Trazendo para o plano do trabalho, acredito que o líder responsável precisa estar ligado o tempo todo no trabalho, pois alguém pode precisar dele. E não deve fazer isso por obrigação, mas porque quer, porque gosta. Tenho um amigo que diz que gosta de ligar para mim porque, se não atendo na hora, sempre ligo de volta. Não faço isso só ́ por educação, e sim porque fico curioso, querendo saber o que ele tem para me falar. Sou assim na vida profissional: quero saber das coisas. Não vou pra casa sem responder as minhas ligações telefônicas de jeito nenhum. 

Para trabalhar comigo, também tem que ser vaidoso. Mas é uma vaidade que faz sentido, que eu chamo de vaidade boa; é querer fazer um trabalho bem feito e se orgulhar em dizer: “fiz isso pela empresa”. A empresa lucrou e produziu por causa da minha ideia, da minha sugestão, do negócio que propus. Eu aconselho: seja ansioso e vaidoso; nunca seja pessimista. Seja ansioso para saber as novidades da empresa e vaidoso com os seus méritos. 

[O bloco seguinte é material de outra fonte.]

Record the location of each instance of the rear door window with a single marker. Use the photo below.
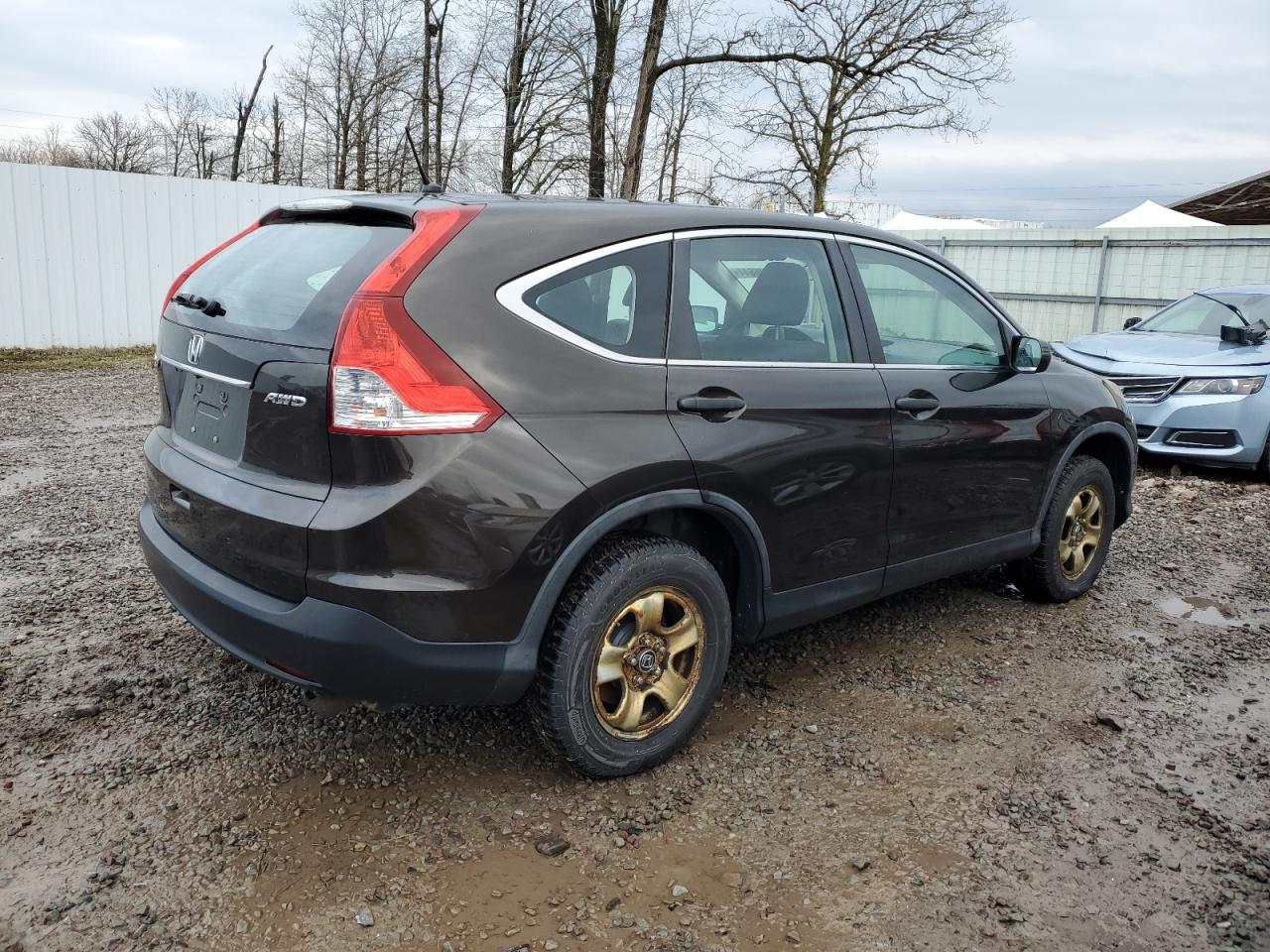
(287, 282)
(617, 302)
(924, 316)
(763, 298)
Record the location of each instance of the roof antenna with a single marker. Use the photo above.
(429, 188)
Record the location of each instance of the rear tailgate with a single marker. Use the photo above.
(240, 461)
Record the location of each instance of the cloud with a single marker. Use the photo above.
(1110, 104)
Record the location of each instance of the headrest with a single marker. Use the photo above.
(779, 298)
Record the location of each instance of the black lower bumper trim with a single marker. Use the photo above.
(331, 648)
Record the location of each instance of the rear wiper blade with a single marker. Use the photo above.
(1227, 304)
(211, 307)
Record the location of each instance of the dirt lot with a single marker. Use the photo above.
(952, 769)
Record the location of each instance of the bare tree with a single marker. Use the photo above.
(870, 66)
(689, 109)
(540, 89)
(49, 149)
(175, 114)
(606, 23)
(243, 107)
(349, 85)
(114, 143)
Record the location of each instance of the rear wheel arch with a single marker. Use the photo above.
(714, 525)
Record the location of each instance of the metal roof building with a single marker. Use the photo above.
(1243, 202)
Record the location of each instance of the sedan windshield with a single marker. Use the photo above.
(1206, 316)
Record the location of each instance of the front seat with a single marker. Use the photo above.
(779, 302)
(779, 299)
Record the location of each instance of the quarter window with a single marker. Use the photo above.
(765, 298)
(617, 301)
(924, 316)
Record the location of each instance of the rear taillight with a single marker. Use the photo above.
(195, 266)
(386, 376)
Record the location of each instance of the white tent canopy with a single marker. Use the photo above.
(911, 221)
(1150, 214)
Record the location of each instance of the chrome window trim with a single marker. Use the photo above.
(993, 308)
(801, 365)
(200, 372)
(754, 231)
(511, 295)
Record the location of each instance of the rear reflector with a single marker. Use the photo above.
(386, 376)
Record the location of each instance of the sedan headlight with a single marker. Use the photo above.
(1223, 386)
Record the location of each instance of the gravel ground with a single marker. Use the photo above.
(952, 769)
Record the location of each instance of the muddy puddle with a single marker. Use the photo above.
(1198, 608)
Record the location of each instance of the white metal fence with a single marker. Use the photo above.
(85, 255)
(1065, 282)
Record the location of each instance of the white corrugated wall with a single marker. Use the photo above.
(1142, 264)
(86, 255)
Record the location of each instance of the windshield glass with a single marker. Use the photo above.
(1205, 316)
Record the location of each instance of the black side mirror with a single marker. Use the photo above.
(1029, 354)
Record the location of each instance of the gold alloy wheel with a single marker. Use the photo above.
(1082, 532)
(648, 664)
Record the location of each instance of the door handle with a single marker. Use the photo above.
(917, 405)
(711, 404)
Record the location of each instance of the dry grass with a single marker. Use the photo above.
(64, 358)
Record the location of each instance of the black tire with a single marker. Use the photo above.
(612, 578)
(1042, 575)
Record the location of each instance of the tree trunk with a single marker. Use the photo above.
(277, 144)
(633, 159)
(512, 93)
(244, 116)
(607, 22)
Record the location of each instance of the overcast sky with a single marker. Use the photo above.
(1110, 103)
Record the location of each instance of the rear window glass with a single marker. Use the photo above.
(287, 282)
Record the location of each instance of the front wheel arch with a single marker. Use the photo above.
(1110, 444)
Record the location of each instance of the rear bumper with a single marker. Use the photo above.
(329, 648)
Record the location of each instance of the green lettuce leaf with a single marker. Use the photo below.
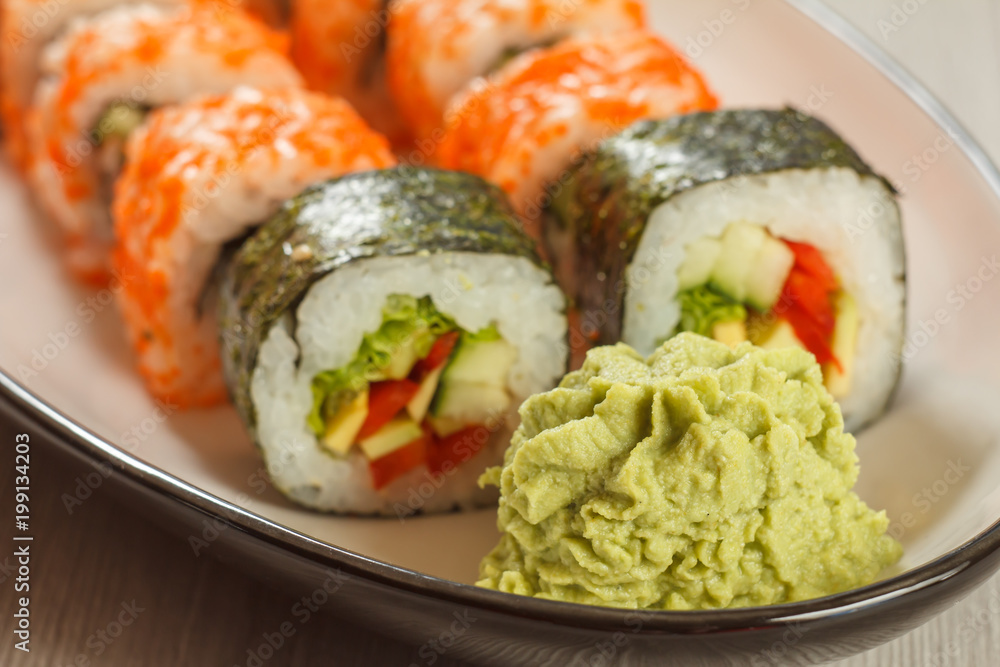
(406, 320)
(702, 308)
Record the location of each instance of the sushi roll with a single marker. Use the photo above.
(197, 176)
(436, 47)
(380, 332)
(537, 113)
(104, 76)
(28, 27)
(339, 47)
(739, 225)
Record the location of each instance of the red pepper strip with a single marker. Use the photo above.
(399, 462)
(810, 260)
(810, 335)
(803, 293)
(440, 351)
(385, 400)
(447, 453)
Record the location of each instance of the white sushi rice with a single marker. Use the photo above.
(475, 290)
(850, 219)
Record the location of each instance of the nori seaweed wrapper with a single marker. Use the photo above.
(603, 204)
(383, 213)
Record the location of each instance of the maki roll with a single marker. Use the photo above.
(339, 47)
(103, 77)
(537, 113)
(380, 332)
(739, 225)
(198, 175)
(29, 26)
(436, 47)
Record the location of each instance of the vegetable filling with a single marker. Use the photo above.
(749, 285)
(419, 391)
(109, 135)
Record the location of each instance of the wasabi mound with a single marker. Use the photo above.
(703, 477)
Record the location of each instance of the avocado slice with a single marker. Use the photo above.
(343, 428)
(398, 433)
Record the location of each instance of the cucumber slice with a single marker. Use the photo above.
(699, 261)
(399, 432)
(845, 336)
(421, 401)
(470, 403)
(770, 270)
(342, 430)
(480, 362)
(740, 244)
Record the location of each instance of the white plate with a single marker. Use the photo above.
(931, 462)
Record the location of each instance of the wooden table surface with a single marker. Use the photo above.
(109, 588)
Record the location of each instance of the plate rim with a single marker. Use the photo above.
(22, 404)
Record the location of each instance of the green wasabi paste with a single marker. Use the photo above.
(703, 477)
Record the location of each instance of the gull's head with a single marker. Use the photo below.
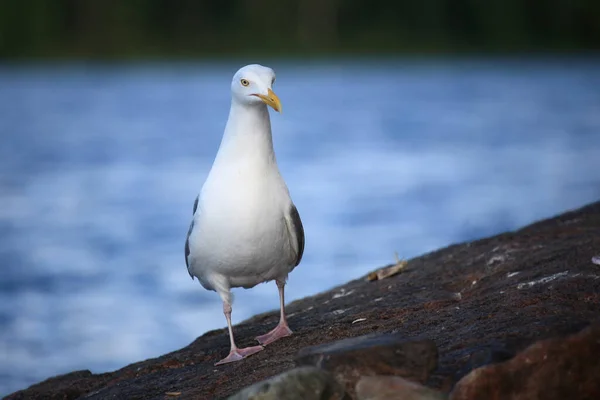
(253, 84)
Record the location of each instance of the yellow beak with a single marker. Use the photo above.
(271, 99)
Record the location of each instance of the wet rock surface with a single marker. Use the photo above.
(505, 292)
(350, 359)
(551, 369)
(394, 388)
(304, 383)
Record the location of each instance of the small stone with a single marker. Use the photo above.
(304, 383)
(394, 388)
(481, 357)
(564, 368)
(387, 354)
(388, 271)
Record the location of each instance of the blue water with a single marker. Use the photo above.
(99, 167)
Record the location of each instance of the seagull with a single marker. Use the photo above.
(245, 228)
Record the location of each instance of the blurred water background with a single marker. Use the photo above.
(383, 150)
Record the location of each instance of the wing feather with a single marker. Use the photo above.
(295, 232)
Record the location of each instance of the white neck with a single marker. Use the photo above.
(247, 133)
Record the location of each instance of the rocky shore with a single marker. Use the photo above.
(514, 316)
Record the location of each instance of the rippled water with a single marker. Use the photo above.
(99, 167)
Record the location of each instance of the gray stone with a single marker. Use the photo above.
(387, 354)
(394, 388)
(304, 383)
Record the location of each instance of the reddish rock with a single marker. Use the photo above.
(394, 388)
(553, 369)
(350, 359)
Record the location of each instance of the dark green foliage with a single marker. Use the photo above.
(156, 28)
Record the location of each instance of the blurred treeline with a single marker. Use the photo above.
(166, 28)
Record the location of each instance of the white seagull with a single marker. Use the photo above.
(245, 228)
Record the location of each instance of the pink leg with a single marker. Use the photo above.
(282, 329)
(235, 354)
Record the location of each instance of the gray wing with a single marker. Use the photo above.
(296, 233)
(187, 239)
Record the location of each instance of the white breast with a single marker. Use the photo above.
(239, 230)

Acho que a humildade está intimamente ligada ao sucesso. É preciso ter humildade e reconhecer quando alguém apresenta uma ideia melhor que a sua. As pessoas creditam muitas invenções a mim, mas algumas delas não foram mais do que a concretização de ideias lançadas por outros. Um exemplo disso foi quando criei o açúcar VHP (Very High Polarization). Antigamente, a exportação do açúcar demerara exigia o recolhimento do ICMS (Imposto sobre Circulação de Mercadorias e Serviços) porque ele não era considerado um produto acabado. Isso se devia à sua polarização, que define a porcentagem de sacarose no produto. Durante uma reunião da associação de produtores, alguém sugeriu que a polarização do demerara fosse diferente. Isso me levou a criar o vhp, que é o açúcar bruto. Em termos de polarização, ele equivalia ao demerara para o comprador estrangeiro, mas era considerado branco para o produtor do estado de São Paulo, cuja exportação não exigia pagamento de icms. Assim, consegui exportar o produto bruto com um custo menor. Esse açúcar ficou famoso e, hoje em dia, o Brasil quase só exporta essa modalidade.